In the midst of his argument, Machiavelli embarks on a long digression about the many Roman emperors, good and bad, who were assassinated. He concludes that most of them were undone by their powerful and bloodthirsty armies, a problem that the princes of Machiavelli's time need not worry about. His more interesting observation, which is somewhat lost in his analysis, is that nearly all of the rulers were killed regardless of their qualities and actions. Some did one thing and others did the opposite, but all came to basically the same end. The key to their success or failure is whether they adapted their actions to their times and political circumstances. This theme reappears in Chapter 25, where Machiavelli discusses the effect of fortune on human affairs.
Marcus Marcus Aurelius (161-180), called "the Philosopher;" one of the most respected of the Roman emperors.

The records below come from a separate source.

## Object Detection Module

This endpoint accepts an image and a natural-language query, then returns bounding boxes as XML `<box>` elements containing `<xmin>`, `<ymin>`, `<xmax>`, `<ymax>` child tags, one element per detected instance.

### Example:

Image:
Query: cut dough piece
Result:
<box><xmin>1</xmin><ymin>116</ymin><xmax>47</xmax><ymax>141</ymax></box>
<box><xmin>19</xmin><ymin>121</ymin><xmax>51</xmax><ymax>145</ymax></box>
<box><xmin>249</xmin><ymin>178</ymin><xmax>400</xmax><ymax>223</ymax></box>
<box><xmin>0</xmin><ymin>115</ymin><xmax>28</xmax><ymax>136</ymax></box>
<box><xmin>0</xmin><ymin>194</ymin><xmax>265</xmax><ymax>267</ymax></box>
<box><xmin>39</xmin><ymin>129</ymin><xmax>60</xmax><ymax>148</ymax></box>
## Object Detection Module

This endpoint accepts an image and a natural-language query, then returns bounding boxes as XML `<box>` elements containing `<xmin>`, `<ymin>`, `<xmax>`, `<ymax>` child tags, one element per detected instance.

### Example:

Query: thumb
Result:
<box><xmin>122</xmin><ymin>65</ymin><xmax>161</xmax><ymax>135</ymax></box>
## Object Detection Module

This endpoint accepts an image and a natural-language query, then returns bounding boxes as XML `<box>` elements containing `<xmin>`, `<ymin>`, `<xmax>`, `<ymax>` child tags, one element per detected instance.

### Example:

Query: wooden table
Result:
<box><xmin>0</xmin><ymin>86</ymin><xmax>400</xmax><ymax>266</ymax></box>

Commodus (161-192), oldest son of Marcus Aurelius. Noted as an enthusiast for gladiator and wild animal games in the Coliseum. Assassinated by a group of conspirators.

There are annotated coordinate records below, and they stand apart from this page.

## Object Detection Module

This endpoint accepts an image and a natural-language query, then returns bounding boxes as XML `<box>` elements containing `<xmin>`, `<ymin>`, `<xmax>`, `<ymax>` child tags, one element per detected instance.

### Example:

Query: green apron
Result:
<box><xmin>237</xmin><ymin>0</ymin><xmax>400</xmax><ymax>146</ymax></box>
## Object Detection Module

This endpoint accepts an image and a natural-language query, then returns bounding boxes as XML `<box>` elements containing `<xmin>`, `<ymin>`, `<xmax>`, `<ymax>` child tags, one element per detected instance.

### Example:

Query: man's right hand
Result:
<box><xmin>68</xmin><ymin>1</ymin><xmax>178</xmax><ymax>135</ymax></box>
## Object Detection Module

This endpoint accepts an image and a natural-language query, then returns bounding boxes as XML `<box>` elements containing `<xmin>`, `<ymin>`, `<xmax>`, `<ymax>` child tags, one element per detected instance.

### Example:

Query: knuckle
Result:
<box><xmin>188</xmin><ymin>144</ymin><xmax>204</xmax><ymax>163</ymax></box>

Pertinax (126-193). After Commodus was assassinated, Pertinax was proclaimed emperor by the praetorian guard, but was assassinated three months later by rebellious soldiers.
Julianus (died 193) After the assassination of Pertinax, Julianus bought the office of emperor from the praetorian guard, but was assassinated by order of the Senate two months later.
Severus Septimius Severus (145-211). Proclaimed emperor by the Senate. Overcame claims to the throne by Pescennius Niger and Clodius Albinus. He died while on a military campaign in England.
Antoninus Caracalla Marcus Aurelius Antoninus (188-217), called Caracalla. Oldest son of Septimius Severus. He was killed by the prefect of the praetorian guard, Macrinus.
Macrinus Marcus Opellius Severus (circa 164-218) spent all of his brief reign on military campaigns in Asia. He was executed by his opponents.
Heliogabalus also called Elagabalus (circa 204-225), Heliogabalus was killed by the praetorian guard.
Alexander Marcus Aurelius Severus Alexander (208-235). Succeeded his cousin Heliogabalus. Killed by rebellious soldiers in Gaul.
Maximinus (died 238) named emperor by the army after Alexander Severus was killed. Subsequently killed by his own troops.